Seems to me, turning a cold engine that fast at startup aint good for it what with little or no oil pressure to critical engine parts yet.


Sledhead.


----------



## intimidator (Jun 5, 2001)

Well, it depends on if it comes down fairly quickly or not, if it does, then its normal, if it doesn't then I'd get it back to the dealer. How does it idle otherwise? The 4.2 6 cyls. are notorious for high cold idle (1500 to 2000 rpm) for 30 -40 seconds, sometimes longer, and everyone I've seen does it, computer program apperantly. Even the new diesels idle higher at cold start-up. Hope this helps.

Jason


----------



## sledhead (Nov 23, 2001)

Intimidator,
Yes it does come right back down to 1,000 rpm in a matter of seconds, then lower yet as it warms up.
I have a 5.0 in an Explorer that does not do that on start-up, so I figured that the program or throttle posistion sensor may be bad or set up wrong on the 5.4.
BTW, are you a NASCAR fan?


Sledhead


----------



## Rob (May 15, 2001)

Sledhead,
My 5.4 in a 2000 F250 does something similar. I don't think it revs quite that high. But during a cold start it jumps quite high, then quickly drops back to around 1000, then drops to normal. I have the automatic transmission with the 4.10 gears and I have found also that the overdrive will not kick in until the truck is wamed up.

HTH,


----------



## [email protected] (Aug 11, 2001)

My 2001 F250 w/ 5.4 Triton and 4.10 gears does the same things. Fast idle comes right back down to around 1000 rpm and even lower as it gets warmer, and the overdrive won't engage 'til the engine is warm.


----------



## Chief Plow (Dec 12, 2001)

Sledhead,

I have a 95' f-150 with the 5.0 It does the cold idle dance as I call it. It runs up to about 1800 rpm for about 30 seconds every day in the winter time, I questioned ford and they said it was normal. they might be right, I have owned the truck for 5 yrs, and it has 110,000 miles on it , and I change the oil every 2,000 miles, and have never had a lick of trouble.... Knock on wood...

Rick


----------



## DaleL (Dec 12, 2001)

Same here...I'll pay more attention to exactly how high it revs, but I will say it DOES start up with a 'blast' (well sorta!) and then settles back within a few seconds. '02 F250 4x4 5.4 auto 4:10 gear w/less than 600 miles.

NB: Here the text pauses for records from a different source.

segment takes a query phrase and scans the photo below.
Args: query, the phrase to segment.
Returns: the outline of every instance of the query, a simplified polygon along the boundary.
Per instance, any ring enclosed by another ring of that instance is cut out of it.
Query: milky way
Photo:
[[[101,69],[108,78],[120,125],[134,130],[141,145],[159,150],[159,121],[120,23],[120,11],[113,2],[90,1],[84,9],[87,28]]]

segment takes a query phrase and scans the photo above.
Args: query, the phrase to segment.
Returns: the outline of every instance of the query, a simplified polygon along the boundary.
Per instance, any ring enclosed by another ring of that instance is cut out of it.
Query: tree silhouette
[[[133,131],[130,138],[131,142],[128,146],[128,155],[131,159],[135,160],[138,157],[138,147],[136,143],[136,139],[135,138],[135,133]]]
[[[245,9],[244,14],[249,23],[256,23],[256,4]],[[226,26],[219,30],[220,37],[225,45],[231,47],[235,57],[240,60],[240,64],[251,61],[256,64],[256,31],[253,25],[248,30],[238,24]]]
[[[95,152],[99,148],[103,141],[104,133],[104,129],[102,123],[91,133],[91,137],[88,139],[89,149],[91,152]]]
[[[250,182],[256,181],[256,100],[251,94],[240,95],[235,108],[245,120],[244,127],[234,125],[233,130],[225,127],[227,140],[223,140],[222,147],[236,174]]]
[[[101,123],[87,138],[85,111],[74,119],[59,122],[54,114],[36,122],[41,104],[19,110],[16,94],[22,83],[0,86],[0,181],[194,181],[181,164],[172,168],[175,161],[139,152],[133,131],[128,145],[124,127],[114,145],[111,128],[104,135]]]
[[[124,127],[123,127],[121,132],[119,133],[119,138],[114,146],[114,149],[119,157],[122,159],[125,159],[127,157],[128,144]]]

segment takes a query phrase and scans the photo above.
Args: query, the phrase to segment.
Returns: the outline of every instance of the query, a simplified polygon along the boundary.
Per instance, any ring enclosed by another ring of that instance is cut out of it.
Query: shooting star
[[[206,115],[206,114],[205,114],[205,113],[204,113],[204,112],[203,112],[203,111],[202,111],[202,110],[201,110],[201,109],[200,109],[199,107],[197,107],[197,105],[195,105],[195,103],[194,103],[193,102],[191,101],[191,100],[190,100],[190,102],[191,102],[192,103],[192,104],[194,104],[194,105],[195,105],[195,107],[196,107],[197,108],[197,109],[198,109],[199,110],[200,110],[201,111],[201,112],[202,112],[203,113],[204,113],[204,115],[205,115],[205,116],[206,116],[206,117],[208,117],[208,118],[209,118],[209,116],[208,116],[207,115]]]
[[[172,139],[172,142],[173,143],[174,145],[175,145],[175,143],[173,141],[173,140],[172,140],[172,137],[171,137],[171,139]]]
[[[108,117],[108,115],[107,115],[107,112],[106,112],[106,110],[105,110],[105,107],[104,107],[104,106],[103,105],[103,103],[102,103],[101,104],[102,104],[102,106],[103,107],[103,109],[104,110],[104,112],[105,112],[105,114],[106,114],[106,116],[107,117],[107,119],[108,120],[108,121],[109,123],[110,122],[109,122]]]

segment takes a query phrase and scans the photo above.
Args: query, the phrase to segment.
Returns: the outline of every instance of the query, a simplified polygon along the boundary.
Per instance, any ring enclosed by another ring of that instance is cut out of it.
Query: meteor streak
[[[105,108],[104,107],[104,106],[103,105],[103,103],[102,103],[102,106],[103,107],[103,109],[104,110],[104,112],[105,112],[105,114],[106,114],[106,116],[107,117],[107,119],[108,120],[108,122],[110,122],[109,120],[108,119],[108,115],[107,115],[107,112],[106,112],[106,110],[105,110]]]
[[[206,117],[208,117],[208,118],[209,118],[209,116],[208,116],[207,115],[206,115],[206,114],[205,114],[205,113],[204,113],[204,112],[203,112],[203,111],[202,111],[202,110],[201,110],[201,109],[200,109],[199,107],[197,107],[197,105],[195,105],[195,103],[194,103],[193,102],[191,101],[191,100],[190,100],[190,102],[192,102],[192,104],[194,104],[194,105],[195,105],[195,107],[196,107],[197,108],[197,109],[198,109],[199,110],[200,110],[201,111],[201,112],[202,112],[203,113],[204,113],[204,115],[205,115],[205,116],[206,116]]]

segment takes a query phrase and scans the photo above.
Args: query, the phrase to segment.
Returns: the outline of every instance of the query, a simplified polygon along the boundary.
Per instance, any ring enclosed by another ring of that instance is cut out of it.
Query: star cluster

Just my coupleapennies...  
DaleL


----------



## sledhead (Nov 23, 2001)

*DaleL*

I'm not sure if a junior member, such as myself, has enough clout yet to welcome a new member to the board, but here goes.

First let me thank you for your responce to my question.
(I still think thats hard on internal engine parts even if it is "normal").

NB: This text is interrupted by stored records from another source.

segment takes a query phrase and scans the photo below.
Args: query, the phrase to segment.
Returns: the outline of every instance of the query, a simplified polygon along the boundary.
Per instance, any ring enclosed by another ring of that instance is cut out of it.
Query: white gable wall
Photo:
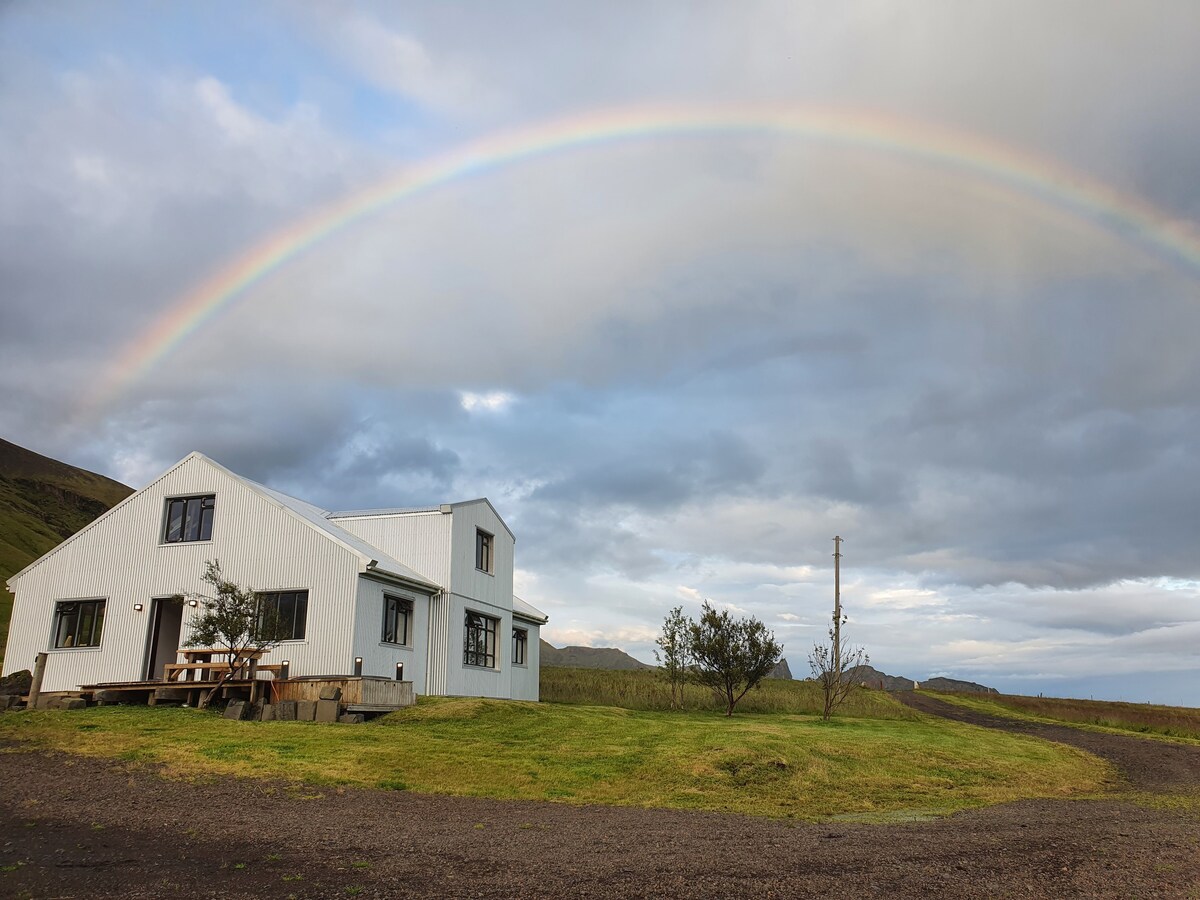
[[[216,496],[212,540],[162,544],[167,498],[205,493]],[[43,690],[140,679],[150,600],[204,589],[208,559],[220,559],[228,578],[259,590],[308,590],[305,640],[281,644],[266,661],[288,659],[293,674],[352,671],[350,606],[361,558],[192,455],[14,578],[4,673],[31,667],[35,655],[48,650]],[[55,604],[101,598],[107,600],[101,646],[54,649]],[[185,607],[182,640],[192,614]]]

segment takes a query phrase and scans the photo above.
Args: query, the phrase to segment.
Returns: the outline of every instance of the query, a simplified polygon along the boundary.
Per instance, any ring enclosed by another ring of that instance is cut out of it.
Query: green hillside
[[[0,659],[10,576],[133,493],[125,485],[0,439]]]

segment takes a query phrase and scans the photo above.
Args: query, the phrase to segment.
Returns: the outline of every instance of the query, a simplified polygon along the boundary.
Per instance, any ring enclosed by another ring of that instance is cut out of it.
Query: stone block
[[[230,700],[229,706],[226,707],[224,712],[226,719],[241,720],[246,718],[246,703],[241,700]]]
[[[317,701],[317,721],[318,722],[336,722],[337,714],[341,712],[338,709],[340,703],[336,700],[318,700]]]

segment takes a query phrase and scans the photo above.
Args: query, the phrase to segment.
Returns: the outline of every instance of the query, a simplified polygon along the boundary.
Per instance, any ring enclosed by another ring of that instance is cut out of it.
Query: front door
[[[162,667],[179,656],[180,632],[184,628],[184,601],[173,596],[156,596],[150,602],[150,640],[146,643],[145,679],[162,680]]]

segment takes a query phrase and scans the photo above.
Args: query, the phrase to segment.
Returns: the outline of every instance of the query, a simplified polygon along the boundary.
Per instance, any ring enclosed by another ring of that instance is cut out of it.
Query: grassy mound
[[[840,719],[490,700],[422,700],[366,726],[239,722],[193,709],[0,718],[0,739],[316,785],[894,820],[1094,793],[1108,767],[1058,744],[946,721]]]
[[[541,698],[547,703],[582,703],[624,707],[625,709],[670,709],[671,685],[654,670],[614,672],[599,668],[542,667]],[[761,682],[757,688],[746,694],[738,703],[736,714],[818,715],[821,706],[821,689],[815,682],[772,678]],[[684,688],[684,709],[724,712],[725,706],[707,688],[689,684]],[[868,689],[852,691],[839,714],[872,719],[916,718],[916,713],[895,701],[890,695]]]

Secondly, Welcome to Plowsite.
The guys here can be very helpful and the comorodity (sp) is great. It could however use a little humor at times. lol
Maybe I'm just used to yaking with guys on the trash board at snowmobile.com though.

Have fun.

Sledhead


----------



## plowking35 (Dec 21, 1999)

How is this for humor.
Just owning a ford is a joke in and of itself.
Dino


----------



## sledhead (Nov 23, 2001)

*Humor?*

You call THAT humor?
Dont quit your day job quite yet to take the stage on amature night at the local "bowl & bar".

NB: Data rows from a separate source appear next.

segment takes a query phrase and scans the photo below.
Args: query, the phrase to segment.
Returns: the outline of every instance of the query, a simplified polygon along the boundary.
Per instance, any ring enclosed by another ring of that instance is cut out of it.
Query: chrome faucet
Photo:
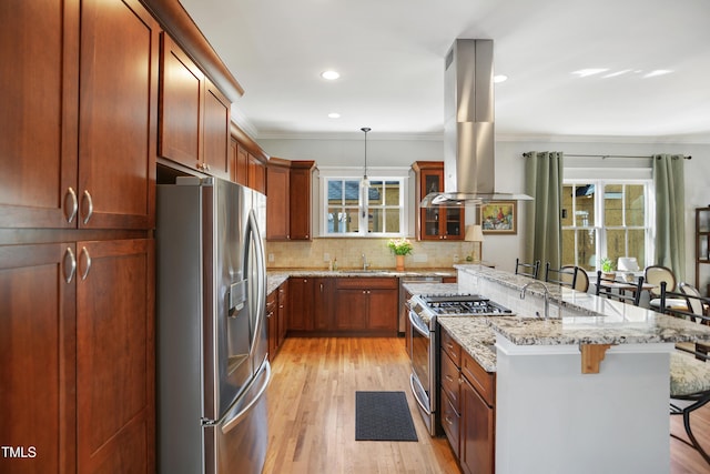
[[[523,290],[520,290],[520,300],[525,300],[525,292],[528,289],[528,286],[532,286],[532,285],[537,285],[537,286],[541,286],[542,290],[545,290],[545,319],[549,319],[550,316],[550,293],[549,291],[547,291],[547,286],[539,281],[534,281],[530,283],[526,283],[525,286],[523,286]],[[538,317],[540,316],[540,313],[537,312]]]

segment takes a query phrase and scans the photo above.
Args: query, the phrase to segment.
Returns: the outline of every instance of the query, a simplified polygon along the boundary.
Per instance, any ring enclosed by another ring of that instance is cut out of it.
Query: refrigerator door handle
[[[252,409],[252,406],[258,403],[261,397],[264,395],[264,392],[266,392],[268,382],[271,382],[271,365],[268,364],[268,361],[264,360],[264,363],[262,364],[262,367],[254,376],[252,384],[246,389],[246,391],[244,392],[244,395],[242,395],[244,400],[241,401],[241,404],[244,403],[245,406],[242,410],[240,410],[239,413],[231,416],[229,420],[225,420],[221,428],[223,434],[226,434],[230,431],[232,431],[234,427],[236,427],[240,424],[240,421]]]
[[[250,345],[250,356],[253,357],[254,351],[256,350],[256,339],[261,333],[264,314],[266,313],[266,272],[264,270],[266,264],[264,262],[264,243],[262,242],[262,235],[258,231],[256,215],[253,210],[248,213],[248,232],[251,232],[251,238],[254,240],[254,246],[256,249],[256,268],[258,270],[258,274],[256,275],[256,321],[254,323],[254,333]]]

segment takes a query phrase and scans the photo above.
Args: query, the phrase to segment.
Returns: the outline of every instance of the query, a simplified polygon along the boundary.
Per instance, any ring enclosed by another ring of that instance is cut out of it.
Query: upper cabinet
[[[311,174],[314,161],[272,158],[266,174],[266,239],[311,240]]]
[[[412,168],[416,173],[417,205],[432,192],[444,192],[444,162],[417,161]],[[417,213],[418,240],[464,240],[464,206],[422,208]]]
[[[132,0],[2,2],[0,17],[0,226],[152,228],[158,22]]]
[[[166,33],[160,89],[160,157],[230,179],[231,103]]]

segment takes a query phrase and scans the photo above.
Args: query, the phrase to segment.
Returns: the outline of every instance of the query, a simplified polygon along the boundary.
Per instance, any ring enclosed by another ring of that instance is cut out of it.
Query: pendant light
[[[369,179],[367,178],[367,132],[369,132],[372,129],[369,127],[363,127],[361,130],[365,132],[365,173],[363,174],[363,181],[361,185],[363,188],[369,188]]]

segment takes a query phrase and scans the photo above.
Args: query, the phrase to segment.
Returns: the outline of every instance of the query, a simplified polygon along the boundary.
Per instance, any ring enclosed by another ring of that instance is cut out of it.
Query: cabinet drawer
[[[466,351],[462,352],[462,374],[488,406],[496,404],[496,374],[486,372]]]
[[[462,366],[462,346],[458,344],[458,342],[454,341],[454,339],[449,335],[449,333],[446,332],[446,330],[444,330],[443,327],[442,327],[442,331],[439,332],[442,334],[442,339],[440,339],[442,350],[446,352],[449,357],[452,357],[452,361],[454,361],[457,367],[460,367]]]
[[[446,437],[448,437],[448,442],[452,445],[452,450],[456,457],[459,456],[459,431],[458,426],[460,424],[460,415],[454,409],[452,401],[446,395],[444,390],[442,390],[442,427],[446,433]]]
[[[367,276],[367,278],[352,278],[352,279],[336,279],[335,283],[336,288],[341,289],[363,289],[363,290],[372,290],[372,289],[393,289],[396,290],[398,288],[397,279],[395,278],[376,278],[376,276]]]
[[[456,412],[460,413],[459,370],[446,352],[442,352],[442,391],[452,399]],[[443,399],[442,399],[443,400]]]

Besides, Why would I bite the hand that feeds me?
Ford signs my paychecks.

Sledhead


----------



## JD PLOWER (May 18, 2001)

Ignore the troll.


----------



## [email protected] (Aug 11, 2001)

okay, we all have our equipment preferences and such so I don't see the need for remarks like the joke about fords. besides, if you've ever really looked at a bowtie it looks nothing like a chevy emblem!!!


----------



## DaleL (Dec 12, 2001)

Sledhead:

Thank you for the 'welcome', I've enjoyed 'gawking' around the site the past several weeks! 

My rig's spankin' new this year ('02, F250, 4X4, 5.4L, auto, 4:10 rear end, Western 8' Pro plow w/UltraMount, Lesco low profile salt spreader) w/<600 miles. Looking forward to the first snowfall - hope we get enough to start making a dent in those 0% interest payments!


----------